Nucleic Acid Quantitation with Log-Linear Response Hybridization Probe Sets.

Lucia R Wu¹, John Z Fang¹, Dmitriy Khodakov¹, David Yu Zhang^1,2.

Abstract

Concentrations of different nucleic acid species in biological samples span many orders of magnitude. A real-time polymerase chain reaction maps the concentration of a target nucleic acid sequence log-linearly into cycle threshold to enable quantitation with a wide dynamic range but suffers from enzymatic biases.

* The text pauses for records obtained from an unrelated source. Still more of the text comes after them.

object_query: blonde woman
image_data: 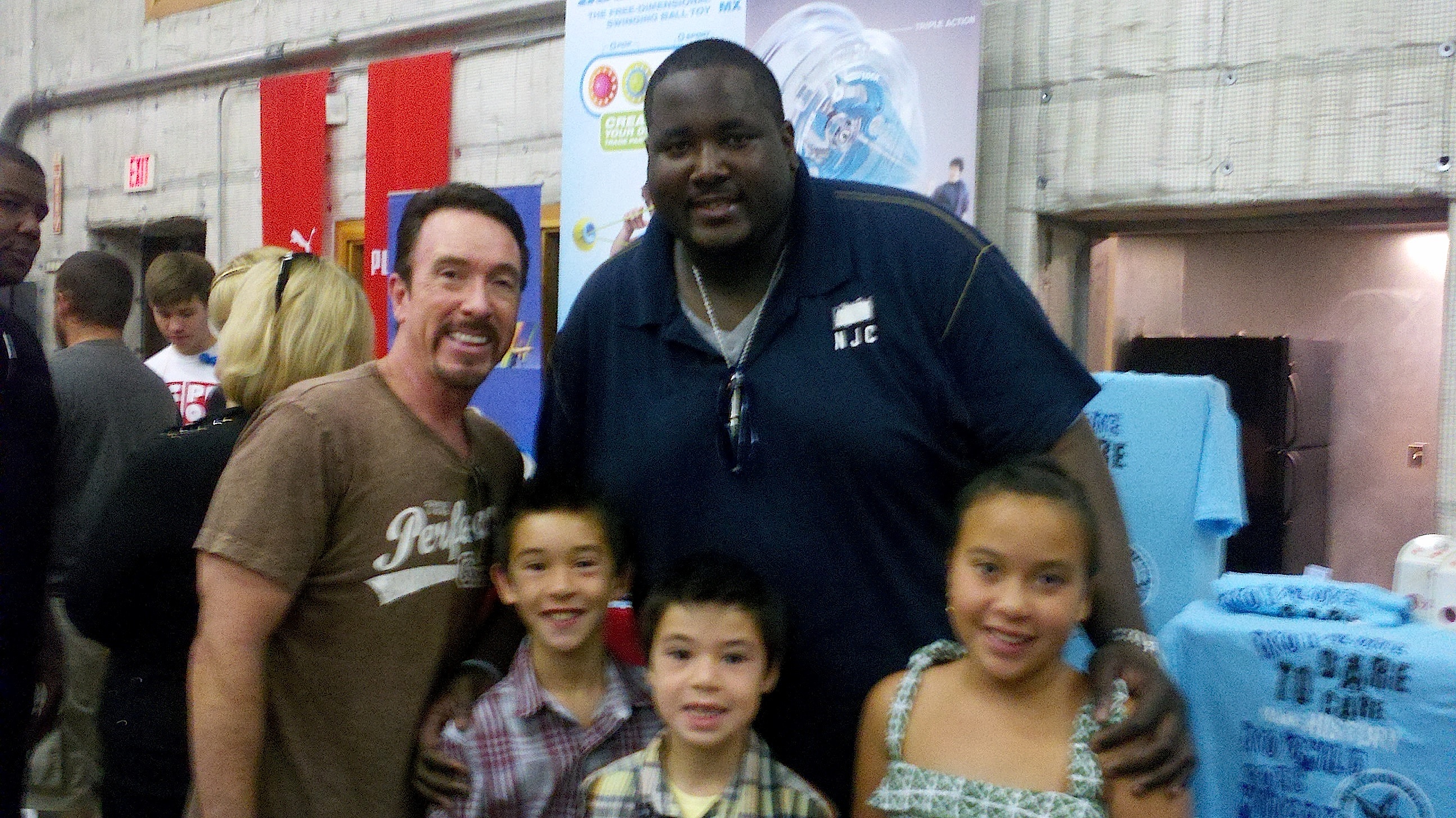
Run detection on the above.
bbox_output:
[67,253,374,818]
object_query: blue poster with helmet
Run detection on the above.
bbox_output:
[387,185,542,466]
[1159,574,1456,818]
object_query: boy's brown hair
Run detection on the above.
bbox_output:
[143,251,212,307]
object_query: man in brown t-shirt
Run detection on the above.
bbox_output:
[188,183,527,818]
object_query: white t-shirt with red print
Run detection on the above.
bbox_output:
[147,347,217,424]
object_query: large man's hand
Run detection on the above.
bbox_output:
[1088,642,1195,793]
[415,672,491,809]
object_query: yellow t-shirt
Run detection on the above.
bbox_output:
[667,781,722,818]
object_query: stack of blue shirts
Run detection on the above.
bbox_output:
[1159,574,1456,818]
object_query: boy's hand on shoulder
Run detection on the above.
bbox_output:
[415,672,494,809]
[1088,642,1195,793]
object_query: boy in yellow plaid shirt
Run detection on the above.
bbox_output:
[583,553,834,818]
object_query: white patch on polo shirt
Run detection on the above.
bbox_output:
[834,296,880,349]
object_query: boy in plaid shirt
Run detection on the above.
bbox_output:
[583,553,834,818]
[433,482,659,818]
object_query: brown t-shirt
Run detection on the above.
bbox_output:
[197,364,521,818]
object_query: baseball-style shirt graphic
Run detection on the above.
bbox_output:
[197,362,521,818]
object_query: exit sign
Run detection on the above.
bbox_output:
[127,153,157,194]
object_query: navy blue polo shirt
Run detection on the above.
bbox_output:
[536,172,1098,805]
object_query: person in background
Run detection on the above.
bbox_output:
[207,244,288,418]
[188,182,527,818]
[426,482,662,818]
[66,253,374,818]
[26,251,178,812]
[930,156,971,219]
[852,457,1188,818]
[207,244,288,329]
[583,553,834,818]
[144,251,217,424]
[0,140,60,815]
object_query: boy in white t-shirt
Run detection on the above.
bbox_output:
[144,252,217,424]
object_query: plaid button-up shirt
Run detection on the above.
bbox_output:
[581,731,834,818]
[431,640,661,818]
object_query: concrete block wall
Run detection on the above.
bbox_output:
[977,0,1456,275]
[8,0,1456,528]
[0,0,565,343]
[976,0,1456,534]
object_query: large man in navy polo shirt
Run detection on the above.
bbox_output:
[537,41,1191,805]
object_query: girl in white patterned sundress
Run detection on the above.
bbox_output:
[852,457,1188,818]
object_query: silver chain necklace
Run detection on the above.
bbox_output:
[689,247,788,370]
[689,247,789,454]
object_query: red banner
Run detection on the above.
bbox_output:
[364,51,453,357]
[258,71,329,253]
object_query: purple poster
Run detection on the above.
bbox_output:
[389,185,542,466]
[747,0,981,221]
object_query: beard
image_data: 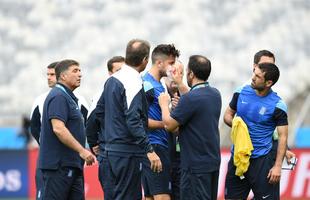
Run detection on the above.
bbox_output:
[187,79,192,88]
[251,82,265,91]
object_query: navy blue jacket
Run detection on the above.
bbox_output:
[96,65,152,154]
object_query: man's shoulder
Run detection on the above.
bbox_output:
[34,91,50,105]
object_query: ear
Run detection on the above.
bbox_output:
[266,80,273,88]
[60,73,67,80]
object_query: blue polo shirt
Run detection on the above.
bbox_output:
[171,83,222,173]
[39,83,85,169]
[229,85,288,158]
[143,72,168,148]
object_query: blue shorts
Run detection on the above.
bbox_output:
[98,155,114,200]
[104,151,142,200]
[41,167,85,200]
[180,169,219,200]
[171,161,181,200]
[142,144,172,197]
[225,151,280,200]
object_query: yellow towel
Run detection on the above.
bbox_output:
[231,117,253,179]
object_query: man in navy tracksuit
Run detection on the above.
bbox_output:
[96,39,162,200]
[30,62,88,199]
[39,60,94,200]
[142,44,179,200]
[159,55,222,200]
[86,56,125,199]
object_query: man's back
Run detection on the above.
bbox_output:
[171,83,222,172]
[97,65,147,153]
[236,85,287,158]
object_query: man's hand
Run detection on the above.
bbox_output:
[158,93,170,108]
[92,145,100,156]
[171,94,180,109]
[146,152,163,173]
[79,149,95,165]
[285,150,296,164]
[267,165,281,184]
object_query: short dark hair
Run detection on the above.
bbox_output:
[152,44,180,64]
[258,63,280,85]
[125,39,150,67]
[47,61,59,69]
[254,50,276,64]
[55,59,79,81]
[188,55,211,81]
[107,56,125,72]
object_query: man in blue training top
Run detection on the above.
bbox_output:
[159,55,222,200]
[224,63,288,200]
[96,39,162,200]
[39,60,94,200]
[30,62,88,199]
[251,50,295,162]
[142,44,179,200]
[86,56,125,199]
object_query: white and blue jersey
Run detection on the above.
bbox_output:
[229,85,288,158]
[142,72,168,148]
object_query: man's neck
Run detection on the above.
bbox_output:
[149,65,162,81]
[58,81,75,92]
[192,78,206,87]
[255,88,271,97]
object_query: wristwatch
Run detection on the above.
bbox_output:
[146,145,154,153]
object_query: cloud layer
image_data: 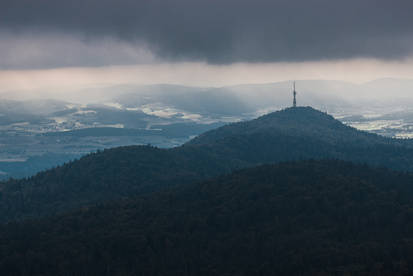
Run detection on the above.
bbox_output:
[0,0,413,68]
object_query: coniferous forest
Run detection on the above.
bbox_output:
[0,107,413,275]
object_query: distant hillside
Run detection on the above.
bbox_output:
[0,107,413,221]
[0,160,413,276]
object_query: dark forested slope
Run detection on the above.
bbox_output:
[0,107,413,221]
[0,161,413,275]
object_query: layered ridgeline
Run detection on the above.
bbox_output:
[0,161,413,275]
[0,107,413,221]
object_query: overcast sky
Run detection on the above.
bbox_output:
[0,0,413,96]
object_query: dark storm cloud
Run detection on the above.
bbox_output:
[0,0,413,63]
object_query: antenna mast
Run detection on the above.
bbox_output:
[293,81,297,107]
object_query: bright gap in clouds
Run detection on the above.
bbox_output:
[0,59,413,102]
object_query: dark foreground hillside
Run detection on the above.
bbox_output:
[0,161,413,275]
[0,107,413,222]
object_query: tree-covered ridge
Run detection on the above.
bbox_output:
[0,160,413,275]
[0,107,413,222]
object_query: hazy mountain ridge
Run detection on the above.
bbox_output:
[0,107,413,221]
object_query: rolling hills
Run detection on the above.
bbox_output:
[0,107,413,222]
[0,160,413,275]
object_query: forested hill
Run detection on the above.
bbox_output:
[0,161,413,276]
[0,107,413,221]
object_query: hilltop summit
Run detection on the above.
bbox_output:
[0,107,413,221]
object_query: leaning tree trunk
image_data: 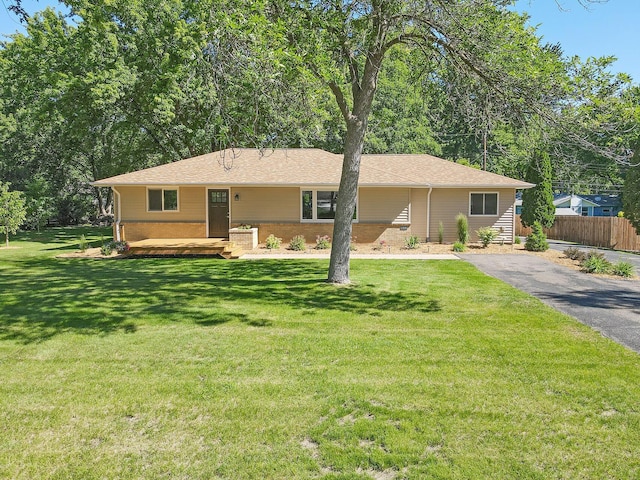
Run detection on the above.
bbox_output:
[328,49,384,283]
[328,118,367,283]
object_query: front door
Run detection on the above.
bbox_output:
[209,190,229,238]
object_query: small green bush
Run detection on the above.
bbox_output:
[265,233,282,250]
[451,242,466,252]
[580,252,612,273]
[456,213,469,245]
[524,222,549,252]
[404,235,420,250]
[111,241,130,253]
[100,242,113,257]
[611,262,633,278]
[476,227,498,248]
[316,235,331,250]
[78,234,89,253]
[562,247,587,262]
[289,235,307,252]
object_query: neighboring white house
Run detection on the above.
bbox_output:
[516,193,621,217]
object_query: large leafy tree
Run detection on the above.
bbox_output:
[521,150,556,228]
[270,0,558,283]
[0,181,27,247]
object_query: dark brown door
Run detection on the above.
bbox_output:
[209,190,229,238]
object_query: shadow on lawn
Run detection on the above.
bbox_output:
[0,259,440,343]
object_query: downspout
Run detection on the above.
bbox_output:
[427,187,433,242]
[111,187,122,242]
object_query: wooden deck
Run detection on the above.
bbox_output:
[129,238,244,259]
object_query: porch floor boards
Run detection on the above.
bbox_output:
[129,238,244,259]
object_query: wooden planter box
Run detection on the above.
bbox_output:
[229,227,258,250]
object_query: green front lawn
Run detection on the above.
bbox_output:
[0,229,640,479]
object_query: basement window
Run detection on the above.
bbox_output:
[301,190,358,222]
[469,193,498,216]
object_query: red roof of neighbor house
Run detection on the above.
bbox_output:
[93,148,533,188]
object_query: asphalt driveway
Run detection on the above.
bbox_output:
[460,254,640,353]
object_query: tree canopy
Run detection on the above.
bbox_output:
[0,0,640,282]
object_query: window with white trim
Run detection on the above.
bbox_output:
[469,193,498,215]
[301,190,358,222]
[147,188,178,212]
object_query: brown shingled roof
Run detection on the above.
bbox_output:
[93,148,532,188]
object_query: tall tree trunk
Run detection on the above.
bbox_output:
[328,50,384,283]
[328,118,367,283]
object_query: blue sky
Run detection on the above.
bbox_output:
[0,0,640,83]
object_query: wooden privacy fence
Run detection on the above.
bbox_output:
[516,215,640,251]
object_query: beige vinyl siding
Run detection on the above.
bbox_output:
[231,187,302,223]
[118,187,206,222]
[430,188,515,242]
[358,188,411,223]
[411,188,433,241]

Here, we present a general design for constructing hybridization probe sets with highly log-linear response curves to enable accurate enzyme-free quantitation across large ranges (more than 6 logs) of target DNA concentrations. The sensitivity of each component probe is accurately adjusted via formulation stoichiometry to reduce the standard error of target quantitation down to 7%. As a proof of concept, we show multiplexed quantitation of three microRNA species in total RNA of the human brain and liver.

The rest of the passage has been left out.